Now finished defining all the util codes. Let's start writing main script to train the model!

## Loading data

Here we will only use the first dataset from the sample set. (sample.zarr data is used for visualization, please use train.zarr / validate.zarr / test.zarr for actual model training/validation/prediction.)<br/>
We're building a `LocalDataManager` object.
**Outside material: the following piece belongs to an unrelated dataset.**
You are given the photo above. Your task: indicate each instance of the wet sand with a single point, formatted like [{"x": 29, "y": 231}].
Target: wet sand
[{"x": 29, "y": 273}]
This will resolve relative paths from the config using the `L5KIT_DATA_FOLDER` env variable we have just set.

In [20]:
flags = DotDict(flags_dict)
out_dir = Path(flags.out_dir)
os.makedirs(str(out_dir), exist_ok=True)
print(f"flags: {flags_dict}")
save_yaml(out_dir / 'flags.yaml', flags_dict)
save_yaml(out_dir / 'cfg.yaml', cfg)
debug = flags.debug



flags: {'debug': True, 'l5kit_data_folder': '/home/zhuhe/kaggle/input/lyft-motion-prediction-autonomous-vehicles', 'pred_mode': 'multi', 'device': 'cuda:0', 'out_dir': 'results/multi_train', 'epoch': 2, 'snapshot_freq': 50}


In [21]:
# set env variable for data
os.environ["L5KIT_DATA_FOLDER"] = flags.l5kit_data_folder
dm = LocalDataManager(None)

print("Load dataset...")
train_cfg = cfg["train_data_loader"]
valid_cfg = cfg["valid_data_loader"]

# Rasterizer
rasterizer = build_rasterizer(cfg, dm)
train_path = "scenes/train.zarr" if debug else train_cfg["key"]
test_path = "scenes/test.zarr"
train_zarr = ChunkedDataset(dm.require(train_path)).open()
test_zarr = ChunkedDataset(dm.require(test_path)).open()
print("train_zarr", type(train_zarr))
print("test_zarr", type(test_zarr))
train_ego_dataset = EgoDataset(cfg, train_zarr, rasterizer)
train_agent_dataset = AgentDataset(cfg, train_zarr, rasterizer)
test_ego_dataset = EgoDataset(cfg, test_zarr, rasterizer)
test_agent_dataset = AgentDataset(cfg, test_zarr, rasterizer)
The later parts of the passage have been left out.